Speaking With The Wizards Of Oz
Published: Wednesday, February 27, 2013
Updated: Wednesday, February 27, 2013 22:02
Q: What inspired your version of the World of Oz?
A: Well I drew it all from the great author L. Frank Baum, his vision of Oz, that he had written about in 14 some books. And then, I was also inspired by the illustrator, W. W. Denslow, he was the original illustrator of the L. Frank Baum books. So a lot of inspiration was taken from his drawings. But I was also inspired by the great classic movie, Wizard of Oz, of course, who would not be inspired by that? A lot of the visuals of the movie, but more than the visuals; what inspired me about the Wizard of Oz movie, was the character’s sense of love that they have for each other. How friends come together and that very soulful sweet message that comes at the end of the picture when we learn from the Wizard that all of us are complete, all of us broken, lonely individuals are completely, we have within us the thing to make us complete if we only recognize it. That gave me a great source of inspiration.
Q: What was it about these actors, who between them have a very diverse acting background, that makes them so perfect for their respective roles?
A: Well it all comes down to the casting process. I wasn’t looking for, necessarily the very best actor or actress in the world. I was looking for that actor or actress that had the qualities of the character they’re going to portray. And I guess that’s the essence of the casting process. And, I guess, the old saying is, you want to find the right person for the role. So I’m looking for, like with Mila Kunis’s character, she plays Theodora, and Theodora is a good and innocent character, so I’m looking for someone who could portray that innocence and also she makes a turn for the wicked side. The wizard breaks her heart and first she’s heartbroken, but then a deep anger starts to stir within her, and she becomes a raging woman scorned. So I needed somebody who would portray both sides of that character. And there are a lot of great actresses, but when I saw two movies it told me that she could handle both sides. One was Forgetting Sarah Marshall and I saw this real positive vibe that she put out as this, I guess, Hawaiian hotel clerk. And I thought, there is an innocent positive force, that is, I believe she could play Theodora. And then when I saw the brilliant Black Swan, where she had this real dark and nasty witchy quality. That told me that she could play the other half of the role. So between those movies, I thought that she had everything it took to become Theodora. And the same is true, I want to get through all the actresses, but for instance, um, with Michelle Williams, who plays Glinda the Good Witch. Primarily I thought the most important thing with this character is a source of pure goodness. And I needed an actress that had a good soul. So suddenly that ruled about 90 percent of the actresses in Hollywood. (laughing) Anyways. What I mean to say is that when you spend time with Michelle Williams, she puts out a very sweet aura. And I consider her to be a very good soul. And that’s something that I thought couldn’t be faked by an actor, no matter how fine they were. Because when the camera gets in close, really close to the face of the actor or actress, the audience knows whether they’re true or not.

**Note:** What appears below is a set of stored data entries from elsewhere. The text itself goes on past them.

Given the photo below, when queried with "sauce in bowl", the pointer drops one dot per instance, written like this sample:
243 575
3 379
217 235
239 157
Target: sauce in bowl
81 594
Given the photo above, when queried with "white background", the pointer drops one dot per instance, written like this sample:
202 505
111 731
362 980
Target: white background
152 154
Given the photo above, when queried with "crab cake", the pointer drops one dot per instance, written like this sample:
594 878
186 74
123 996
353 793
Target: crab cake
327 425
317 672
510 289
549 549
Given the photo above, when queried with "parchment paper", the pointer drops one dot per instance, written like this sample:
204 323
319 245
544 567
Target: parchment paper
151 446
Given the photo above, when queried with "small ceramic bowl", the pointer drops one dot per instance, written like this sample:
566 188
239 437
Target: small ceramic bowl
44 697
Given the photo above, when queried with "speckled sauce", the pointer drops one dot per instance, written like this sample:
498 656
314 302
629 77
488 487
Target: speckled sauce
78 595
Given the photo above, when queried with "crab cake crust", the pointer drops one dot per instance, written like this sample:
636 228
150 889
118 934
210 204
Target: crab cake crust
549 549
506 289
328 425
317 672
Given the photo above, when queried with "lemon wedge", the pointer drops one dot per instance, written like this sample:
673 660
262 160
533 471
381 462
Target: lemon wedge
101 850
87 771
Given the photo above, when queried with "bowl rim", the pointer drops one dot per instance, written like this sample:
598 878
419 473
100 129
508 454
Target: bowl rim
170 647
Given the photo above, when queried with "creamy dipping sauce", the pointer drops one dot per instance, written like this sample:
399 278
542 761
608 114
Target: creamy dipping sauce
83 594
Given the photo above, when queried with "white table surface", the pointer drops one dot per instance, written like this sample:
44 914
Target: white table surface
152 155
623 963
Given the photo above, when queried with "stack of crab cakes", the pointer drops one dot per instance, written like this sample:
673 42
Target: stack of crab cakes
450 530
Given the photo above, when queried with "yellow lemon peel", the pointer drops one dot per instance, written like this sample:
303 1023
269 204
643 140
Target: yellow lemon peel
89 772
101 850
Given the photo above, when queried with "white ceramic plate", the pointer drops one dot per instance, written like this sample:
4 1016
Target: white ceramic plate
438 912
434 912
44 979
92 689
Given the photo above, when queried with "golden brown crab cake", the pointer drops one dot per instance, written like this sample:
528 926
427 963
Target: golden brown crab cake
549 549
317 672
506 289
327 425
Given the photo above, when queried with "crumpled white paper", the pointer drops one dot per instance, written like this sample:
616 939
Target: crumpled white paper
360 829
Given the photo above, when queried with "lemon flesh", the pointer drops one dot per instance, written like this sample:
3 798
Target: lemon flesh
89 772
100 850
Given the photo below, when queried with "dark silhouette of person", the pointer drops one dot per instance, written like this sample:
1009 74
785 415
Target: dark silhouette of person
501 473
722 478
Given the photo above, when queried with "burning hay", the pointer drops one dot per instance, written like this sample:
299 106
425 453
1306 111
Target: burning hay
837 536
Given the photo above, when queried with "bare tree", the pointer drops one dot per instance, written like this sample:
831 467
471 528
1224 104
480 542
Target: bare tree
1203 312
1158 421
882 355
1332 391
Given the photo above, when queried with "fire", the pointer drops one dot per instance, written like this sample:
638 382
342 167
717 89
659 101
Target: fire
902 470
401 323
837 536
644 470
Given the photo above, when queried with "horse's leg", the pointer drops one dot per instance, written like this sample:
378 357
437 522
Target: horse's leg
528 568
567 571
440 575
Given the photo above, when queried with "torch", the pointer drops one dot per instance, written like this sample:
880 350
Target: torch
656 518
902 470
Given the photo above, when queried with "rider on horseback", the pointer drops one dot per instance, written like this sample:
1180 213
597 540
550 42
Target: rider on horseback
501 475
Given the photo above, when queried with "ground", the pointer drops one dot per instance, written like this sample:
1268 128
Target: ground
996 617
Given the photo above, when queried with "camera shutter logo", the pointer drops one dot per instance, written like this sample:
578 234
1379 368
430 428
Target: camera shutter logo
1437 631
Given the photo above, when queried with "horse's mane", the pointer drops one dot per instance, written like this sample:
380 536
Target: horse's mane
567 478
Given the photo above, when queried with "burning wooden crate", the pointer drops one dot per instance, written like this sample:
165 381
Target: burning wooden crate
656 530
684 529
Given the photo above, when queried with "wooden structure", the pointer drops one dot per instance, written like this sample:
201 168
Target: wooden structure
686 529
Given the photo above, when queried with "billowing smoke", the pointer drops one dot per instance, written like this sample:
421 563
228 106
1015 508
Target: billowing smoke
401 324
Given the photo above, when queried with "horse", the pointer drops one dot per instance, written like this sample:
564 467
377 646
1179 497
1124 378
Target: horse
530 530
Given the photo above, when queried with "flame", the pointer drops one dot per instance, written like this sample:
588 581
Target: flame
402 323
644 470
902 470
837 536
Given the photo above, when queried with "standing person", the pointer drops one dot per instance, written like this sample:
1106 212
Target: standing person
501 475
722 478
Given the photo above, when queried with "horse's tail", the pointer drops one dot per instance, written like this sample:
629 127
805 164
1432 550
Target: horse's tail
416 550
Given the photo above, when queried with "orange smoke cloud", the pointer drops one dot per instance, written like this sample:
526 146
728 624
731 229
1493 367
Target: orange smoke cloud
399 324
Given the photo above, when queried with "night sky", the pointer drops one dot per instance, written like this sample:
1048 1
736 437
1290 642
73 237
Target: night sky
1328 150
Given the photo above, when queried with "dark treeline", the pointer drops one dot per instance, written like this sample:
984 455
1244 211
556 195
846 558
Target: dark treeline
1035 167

They know in their heart whether or not … they can judge it from a critical point of view, I don’t know, but you can feel it. And I needed her to radiate that goodness.
Q: What was the best part of working on the film? And also, what was the most challenging part of working on the film?
A: The best part of the picture for me was, as a director, was once I had worked on the thing for like two years and eight months, was to hear Danny Elfman, our composer, create such a fantastic score. Because he took the emotions that were in the movie and he elevated them. He took the drama and he deepened it, the thread enhanced it. So he basically made everything better, he was the secret sauce that brings it to the next level. That was the best part for me, to see the movie whole and be made better and be brought together. The most challenging, I think was probably not dissimilar from other filmmakers and their ensemble movies, where there are many characters, and many back stories, and many interconnected relationship tales, and juggling what part of their back story should I include? What part should I cut out? What part should I give the audience? And what part would be most effective if I let the audience use their own imagination to fill in the blanks? Because, that’s really the secret I think—letting the audience participate. Not spoon-feeding them everything, but giving them just enough tools to finish building the bridge and make them their own collaborator. And it’s that part about it, part of that is what to withhold.
Q: What are you most excited about for audiences to take away from seeing the film?
A: Ideally I’d like them to feel uplifted. The best thing that stories could do for us is reverberate with truth and, show us the way in a way that is not pushy or preachy, but basically, if you could recognize this is true, and that’s true, and see there is a way to be happy with material goods, without the pride, without sense of self being everything [and] all dominating, there’s a simple beauty in loving another person and friends coming together, in being selfless. And that’s what this movie’s message is, and that’s what I’d like the audience to come away with.